Center For Advanced Study In The Behavioral Sciences Fellows For 2017-18 Include Five From Stanford

Details

Publish Date:
September 21, 2017
Source:
Stanford News - The Dish
Related Person(s):

Summary

Among the 38 2017-18 fellows recently announced by the Center for Advanced Study in the Behavioral Sciences (CASBS) are five faculty members from Stanford.

The center, located on Alta Road, offers a fellowship program for scholars working in a diverse range of disciplines that contribute to advancing research and thinking in social science. Members of the new fellowship class come from 25 institutions in the United States and six abroad.

The five Stanford faculty are members are SUSAN HOLMES, professor of statistics; SARAH OGILVIE, lecturer in linguistics; NATHANIEL PERSILY, the James B. McClatchy Professor of Law; DEBRA SATZ, the Marta Sutton Weeks Professor of Ethics in Society; and BETH VAN SCHAACK, the Leah Kaplan Visiting Professor in Human Rights at Stanford Law School.

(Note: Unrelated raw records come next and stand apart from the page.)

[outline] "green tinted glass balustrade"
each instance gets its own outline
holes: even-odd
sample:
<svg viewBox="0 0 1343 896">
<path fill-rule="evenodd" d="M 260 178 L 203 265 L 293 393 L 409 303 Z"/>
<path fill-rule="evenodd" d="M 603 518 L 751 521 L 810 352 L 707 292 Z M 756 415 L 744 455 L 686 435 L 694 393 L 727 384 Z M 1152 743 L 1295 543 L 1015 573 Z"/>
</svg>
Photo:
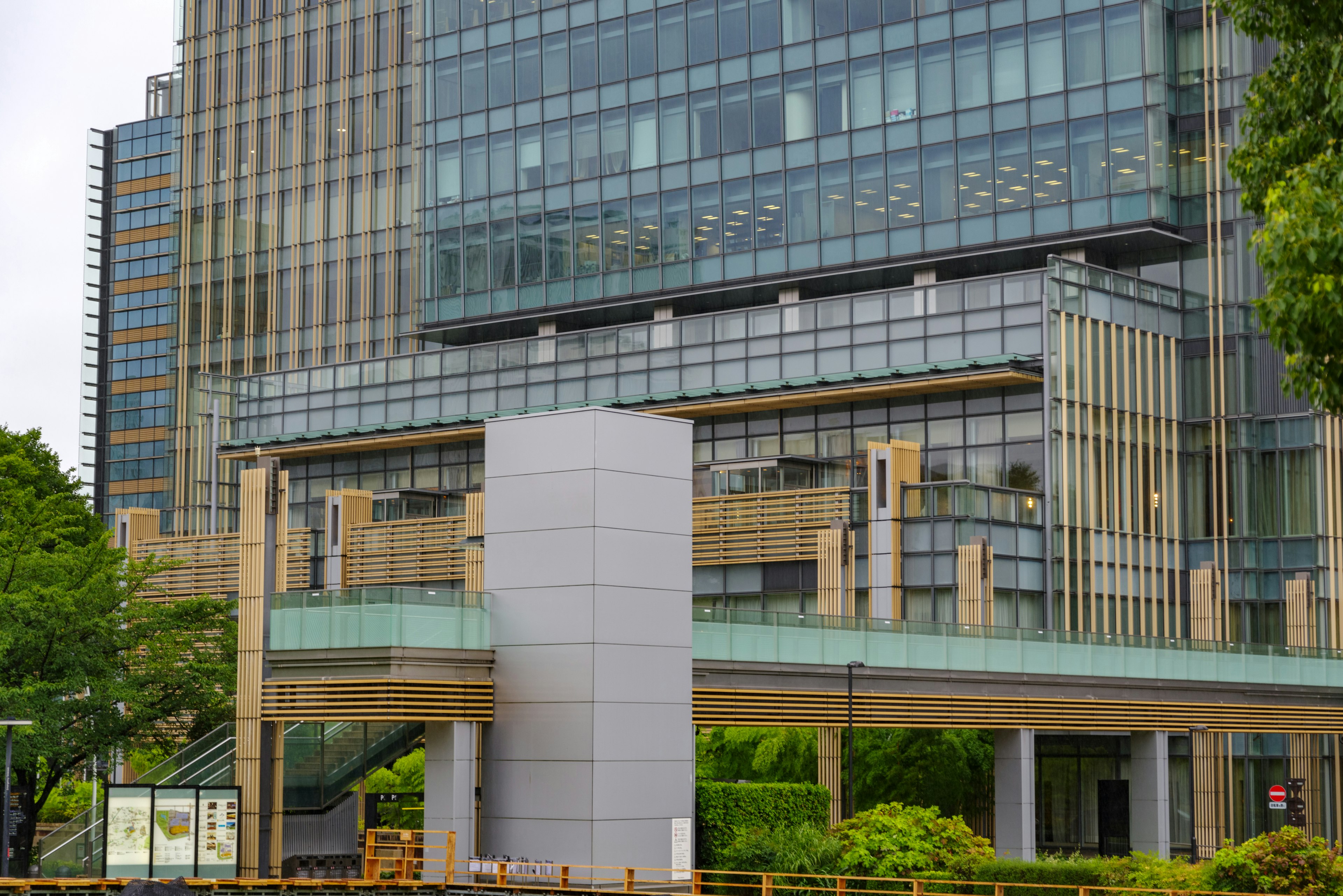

  • Holmes will focus on the problem of reproducible research when using modern statistics and hopes to finish a book based on the “Thinking Matters” course she teaches, Breaking Codes and Finding Patterns.
  • Ogilvie will conduct research on the language of the “iGeneration” and, in particular, how language reflects the influence of technology on the values, mindsets and norms of people born after 1995.
  • Persily will be writing a book expanding on the subject he explored in a recent Journal of Democracy article, “Can Democracy Survive the Internet?”
  • Satz plans to spend the year developing a book examining the radical implications and limits of equality of opportunity as an idea and will look at the political, ethical and economic case that can be made on behalf of workplace democracy.
  • Van Schaack will be studying how the international community can better design and implement bespoke responses to communities at acute risk of mass violence, full-blown crises like Syria and situations emerging from episodes of bloodshed.